Crude oil gains will not be wiped out

Debabrata Das New Delhi | Updated on January 23, 2018

No big relief for consumers

Despite the fall in the rupee’s value vis a-vis to the US dollar, India still stands to benefit from falling global crude oil prices.

Experts say the fall in crude oil has been sharper than the depreciation in the rupee.

“The country as a whole will still save on its import bill due to the drop in the global crude oil prices. Due to rupee depreciation, the savings might come down, but the benefit still holds,” Deep N Mukherjee, Senior Director – Corporates, India Ratings & Research (Ind-Ra) told BusinessLine.

While the rupee fell by 82 paise to close at 66.64 against the dollar, Brent crude oil prices fell below $45 a barrel for the first time since March 2009 and at 7.43 p.m IST was trading at $43.41 a barrel.

The Indian basket, the average price of different varieties of crude oil sourced by Indian refiners, stood at $45.21 a barrel on August 21.

In rupee terms, Indian refiners bought crude oil at ₹2,976 a barrel, as per the rupee-dollar exchange rate of 65.83 on August 21.

In comparison, last year, when the rupee was stronger at 60.77 against the dollar, the higher global crude price meant the Indian refiners sourced crude oil at ₹6,075.18 a barrel.

Further, the average price of the Indian basket in the current financial year is at $55.50 a barrel, which is still about $15 lower than $70 a barrel used by the Finance Ministry for the estimated subsidy outgo in 2015-16.

Between April-July in 2015-16 fiscal, India has imported 66.34 million tonnes for ₹1,75,235 crore.

In the same period last year, India had imported 62.24 million tonnes at ₹2,84,156 crore.

Given the current trend, even if the rupee settles at around 68-70 to the US dollar, the benefit of lower crude oil prices will not be negated.

However, it is a different story for the consumers. Stock market analysts suggest that the combined impact of both is largely neutral for both upstream companies, such as ONGC, Oil India as well as downstream companies, such as IndianOil, HPCL and BPCL.

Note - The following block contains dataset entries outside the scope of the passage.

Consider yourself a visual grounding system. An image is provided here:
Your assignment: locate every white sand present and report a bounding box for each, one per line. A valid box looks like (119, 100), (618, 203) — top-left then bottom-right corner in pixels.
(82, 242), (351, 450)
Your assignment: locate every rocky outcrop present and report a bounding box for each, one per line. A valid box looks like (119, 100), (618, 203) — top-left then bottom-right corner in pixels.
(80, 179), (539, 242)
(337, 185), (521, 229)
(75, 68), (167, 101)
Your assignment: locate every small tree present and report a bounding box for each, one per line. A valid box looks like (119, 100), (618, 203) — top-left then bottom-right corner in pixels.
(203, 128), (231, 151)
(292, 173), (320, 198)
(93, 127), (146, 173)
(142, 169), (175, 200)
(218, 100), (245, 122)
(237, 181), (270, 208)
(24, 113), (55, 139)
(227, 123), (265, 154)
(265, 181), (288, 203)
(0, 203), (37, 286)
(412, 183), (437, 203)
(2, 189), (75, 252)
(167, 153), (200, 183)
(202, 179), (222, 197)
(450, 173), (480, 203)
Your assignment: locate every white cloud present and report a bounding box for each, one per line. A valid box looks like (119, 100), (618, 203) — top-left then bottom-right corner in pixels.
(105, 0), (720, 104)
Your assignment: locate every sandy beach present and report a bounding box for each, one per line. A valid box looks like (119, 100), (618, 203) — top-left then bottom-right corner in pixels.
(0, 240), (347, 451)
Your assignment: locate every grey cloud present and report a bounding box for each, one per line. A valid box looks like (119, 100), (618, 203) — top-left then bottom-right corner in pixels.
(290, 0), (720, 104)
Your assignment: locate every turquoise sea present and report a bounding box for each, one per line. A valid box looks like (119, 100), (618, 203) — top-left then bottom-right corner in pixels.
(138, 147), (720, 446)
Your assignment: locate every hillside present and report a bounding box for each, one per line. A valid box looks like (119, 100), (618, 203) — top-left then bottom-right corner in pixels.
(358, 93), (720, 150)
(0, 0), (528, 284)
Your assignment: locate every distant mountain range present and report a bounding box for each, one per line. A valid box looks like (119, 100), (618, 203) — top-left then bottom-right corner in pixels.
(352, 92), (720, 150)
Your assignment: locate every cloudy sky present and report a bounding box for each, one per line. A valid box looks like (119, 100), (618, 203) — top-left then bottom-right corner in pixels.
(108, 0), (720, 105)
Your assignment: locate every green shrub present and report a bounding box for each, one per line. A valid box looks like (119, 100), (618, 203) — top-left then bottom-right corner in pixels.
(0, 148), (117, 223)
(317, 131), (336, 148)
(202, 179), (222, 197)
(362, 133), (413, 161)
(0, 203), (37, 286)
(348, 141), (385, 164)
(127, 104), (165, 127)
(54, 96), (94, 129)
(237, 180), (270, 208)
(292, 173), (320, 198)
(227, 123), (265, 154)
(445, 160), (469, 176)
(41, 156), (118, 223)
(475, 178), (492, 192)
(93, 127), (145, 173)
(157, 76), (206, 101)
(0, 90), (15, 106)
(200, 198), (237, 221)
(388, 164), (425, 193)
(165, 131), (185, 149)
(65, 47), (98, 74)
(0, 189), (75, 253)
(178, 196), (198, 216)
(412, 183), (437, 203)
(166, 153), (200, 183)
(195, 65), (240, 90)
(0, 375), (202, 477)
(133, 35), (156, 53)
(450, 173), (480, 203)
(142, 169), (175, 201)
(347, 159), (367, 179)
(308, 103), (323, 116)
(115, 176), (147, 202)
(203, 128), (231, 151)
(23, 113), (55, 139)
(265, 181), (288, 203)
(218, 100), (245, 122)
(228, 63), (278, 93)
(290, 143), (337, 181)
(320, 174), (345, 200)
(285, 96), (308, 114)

“For the marketing companies there might be a small inventory loss, but the combined effect of the rupee depreciation will mean that they might not cut petrol and diesel prices,” an analyst said on condition of anonymity.

The analyst added that for natural gas consumers, it will be a negative impact.

“City gas distribution companies, such as Indraprastha Gas Ltd, Gujarat Gas and others will be impacted as they do depend on LNG imports, which will be costlier due to the weaker rupee. GAIL, too, will have a negative impact,” the analyst said.